Deeper (Caroline & West #1)(30)



The beer is always free. The music is always loud.

The Alliance party has a soundtrack that brings out the inner ABBA in everybody—and also a lot of exhibitionist streaks. As far as I can tell, I’m the only person in the room in jeans and a T-shirt. Bridget’s got on a gold sequined tube top and tight black pants that flare out over platform shoes. She’s a disco queen.

She picks a spot at the edge of the dance floor just as “It’s Raining Men” comes on. Arms raised, jumping up and down, she hoots along with a hundred other people. “Dance with me!” she shouts.

I shake my head.

Then I drink the beer, downing it quickly so I can get away from her disappointment and grab another.

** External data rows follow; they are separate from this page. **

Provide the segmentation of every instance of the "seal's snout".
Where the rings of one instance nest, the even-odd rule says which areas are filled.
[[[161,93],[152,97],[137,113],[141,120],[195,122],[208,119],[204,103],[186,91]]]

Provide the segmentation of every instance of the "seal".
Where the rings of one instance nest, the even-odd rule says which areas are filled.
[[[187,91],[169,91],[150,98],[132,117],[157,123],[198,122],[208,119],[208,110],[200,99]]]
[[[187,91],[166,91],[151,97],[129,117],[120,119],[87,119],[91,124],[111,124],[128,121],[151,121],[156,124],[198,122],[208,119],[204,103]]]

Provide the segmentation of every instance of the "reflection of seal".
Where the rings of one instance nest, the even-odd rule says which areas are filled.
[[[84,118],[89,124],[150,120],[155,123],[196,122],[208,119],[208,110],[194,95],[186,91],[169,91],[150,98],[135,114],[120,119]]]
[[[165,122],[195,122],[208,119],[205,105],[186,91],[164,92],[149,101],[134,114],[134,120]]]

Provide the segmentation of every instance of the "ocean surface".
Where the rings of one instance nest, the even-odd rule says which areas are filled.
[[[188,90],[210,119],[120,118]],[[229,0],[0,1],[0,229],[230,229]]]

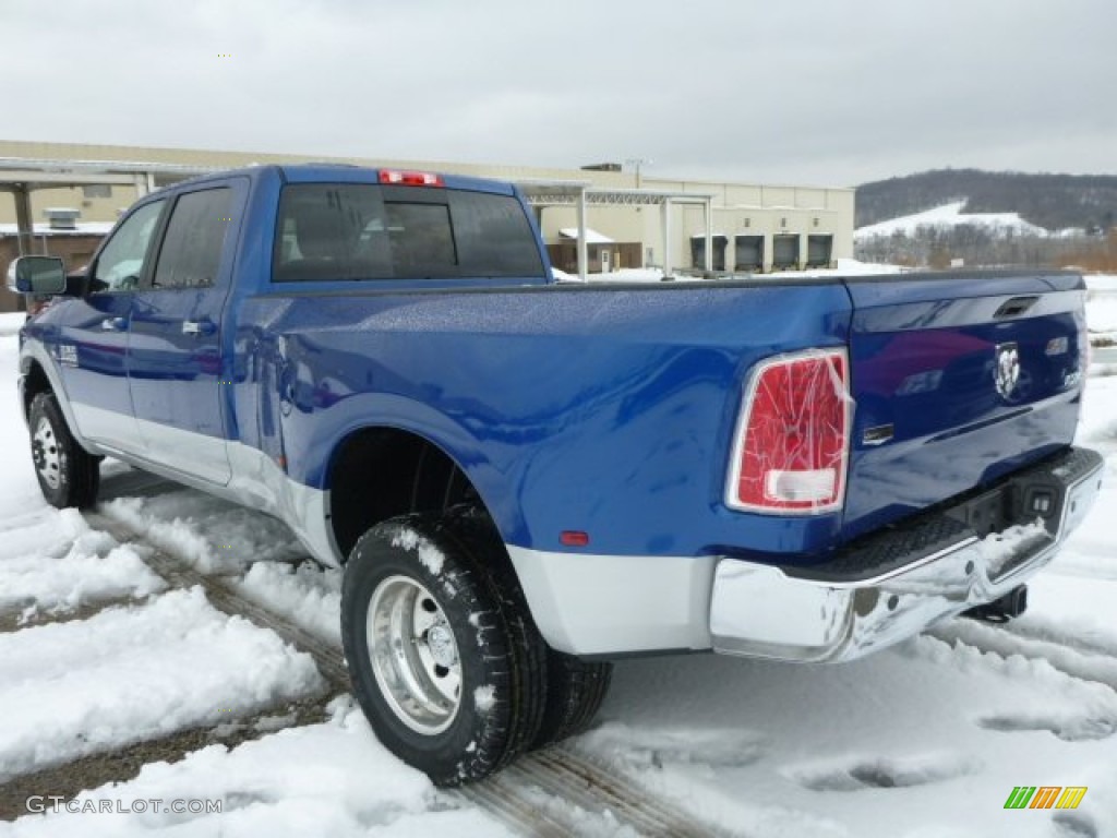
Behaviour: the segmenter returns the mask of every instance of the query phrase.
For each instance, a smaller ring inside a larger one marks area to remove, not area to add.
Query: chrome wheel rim
[[[50,488],[58,488],[61,482],[58,460],[58,438],[55,428],[46,417],[39,419],[31,437],[31,457],[35,459],[35,470]]]
[[[369,657],[380,693],[408,727],[441,733],[461,705],[461,659],[441,606],[408,577],[376,585],[366,620]]]

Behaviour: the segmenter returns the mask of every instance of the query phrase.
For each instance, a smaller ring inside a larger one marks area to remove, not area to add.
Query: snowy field
[[[1016,212],[963,212],[966,201],[954,201],[942,207],[916,212],[913,216],[891,218],[880,223],[860,227],[853,234],[857,240],[876,236],[892,236],[897,232],[914,236],[919,228],[936,228],[947,230],[961,225],[981,227],[993,232],[1013,232],[1023,236],[1050,236],[1042,227],[1029,223]]]
[[[1117,295],[1099,287],[1089,305],[1091,332],[1117,331]],[[17,818],[0,837],[505,835],[384,751],[347,696],[323,699],[325,721],[286,726],[292,702],[323,695],[308,656],[201,589],[169,589],[143,545],[44,504],[15,398],[16,323],[0,318],[0,790],[175,731],[260,714],[286,729],[149,762],[84,791],[84,812],[0,811]],[[1106,454],[1108,484],[1025,617],[955,620],[836,667],[620,663],[600,724],[572,747],[742,836],[1117,836],[1117,377],[1105,372],[1091,370],[1079,441]],[[105,472],[106,485],[130,476]],[[336,642],[340,577],[303,561],[280,524],[165,486],[101,512]],[[1075,811],[1006,811],[1018,785],[1088,791]],[[223,811],[164,811],[172,800]],[[102,802],[125,811],[96,813]],[[593,813],[581,831],[631,835]]]

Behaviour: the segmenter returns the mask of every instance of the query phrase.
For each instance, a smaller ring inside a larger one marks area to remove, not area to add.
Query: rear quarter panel
[[[564,551],[560,533],[579,530],[593,553],[809,554],[840,524],[723,503],[747,371],[844,346],[840,284],[311,289],[242,305],[239,365],[277,382],[288,470],[312,487],[328,487],[349,434],[389,426],[454,457],[518,546]]]

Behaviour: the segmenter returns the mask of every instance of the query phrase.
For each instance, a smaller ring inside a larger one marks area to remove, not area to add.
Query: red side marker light
[[[590,534],[579,530],[563,530],[558,541],[563,543],[563,546],[584,547],[590,544]]]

By the time we’ve cycled through half the soundtrack to Priscilla, Queen of the Desert and all the good Gaga, the dance floor is roiling, and I’m relaxed enough to join in, bumping hips and slapping hands with Bridget. I smile to see Krishna come up behind her. He grinds on her, and she rolls her eyes, but she likes it. He pulls us into the group he’s dancing with—some people I don’t know, although I’m pretty sure one of the girls is named Quinn.

I recognize her because she hung out in Krishna and West’s room last year. She’s blond and big—a good four or five inches taller than me, with broad hips and a generous chest and a smile that seems to include a lot more teeth than it ought to. She keeps grabbing my hand to spin me, and I get sweaty and a little dizzy. Krishna fetches us another round of beers, and we drink them quick, licking the foam off our lips. He pulls out his phone. The screen lights up his face in the dark room, making him look mischievous and almost enchanted. He glances at me, grins, and types something.

“What are you doing?”

“Texting West.” He lifts the phone, and before I can stop him, he takes my picture.

I grab his arm, blinded by the flash and by my panic. “Don’t send that.” The sudden brightness sent me reeling back to my memory of that night with Nate. The surprise of the flash. His hand on my head, dick in my mouth, choking me so I had to concentrate to keep from gagging. “Krish, don’t.”

But he’s not listening. He’s grinning, jabbing at the screen, and I’m trying to wrest the phone out of his hand when I hear a little whoosh that means it’s sent.

“Damn it!” I punch him in the shoulder, frustrated and upset, frustrated with myself for being upset. It’s just a picture. It doesn’t matter.

Except that I’m crying.

“What’d I do?”

Quinn reaches out for me, but I’m already gone. I rush toward the door, pushing through bodies, the music and the lights pounding too loud. I had more to drink than I should have. I let my guard down, feeling safe, feeling okay, but there’s nothing okay about me.

Frozen on the screen of Krishna’s phone with my hair falling all around my face, my T-shirt scooped too low, askew, sweat shining on all that exposed skin—I look like a mistake waiting to happen.

Then I see Nate, and I remember I’m a mistake that’s already happened.

He’s between me and the door. By the time I realize it, he’s looking at me, and there’s nowhere to escape to. I can’t dance now. I have to get out. So I keep going, chin up, hoping my mascara isn’t streaky and pretending the men in my head aren’t shouting at full volume.

Let’s see that dirty *, baby. I want to eat it out. I’m going to rail the living f*ck out of you.

“Caroline!” Nate props his hand in the doorway so I can’t get past. He smiles his drunk smile. “Didn’t think I’d see you here.”

I think of West, leaning in the doorway at the bakery as he walked me out. Telling me to text him when I was home safe.

I look at Nate, blocking my exit. His eyes crawling down my shirt.

Was he always this way?

He’s got a beer in his other hand, and his sandy-brown hair is a little long, curling around his ears. He wears a polo that brings out the blue of his eyes over these horrible navy pants with tiny green whales on them that he loves to put on for parties. He insists he wears them ironically, but I always used to tell him it’s not possible to wear pants with irony. You put on whale pants, you’re wearing whale pants.

Douche, West says in my head.

“Why shouldn’t I be here?”

“You haven’t been around much.”

“I’ve been busy.” I try to look like West when he’s gone blank. Like I could give a f*ck about Nate.

“Josh said he saw you with that sketchy guy from across the hall last year. The dealer.”

“So?”

“So I’m worried about you, Caroline. First those pictures, and now you’re hanging out with him. … What’s going on with you?”

I’m speechless. I mean, literally, I can’t make words. There are so many, they jam up at the back of my tongue, and I don’t know which ones I’d say even if I could shake them loose.

The nerve of him. The nerve.

He hitches his arm up higher and takes a sip of his beer, as though we’re going to be here awhile, shooting the breeze. “We’re still friends,” he says. “We’ll always be friends, you know that. I just don’t want to see you getting hurt.”

That’s the thing that unlocks my throat. We’re still friends.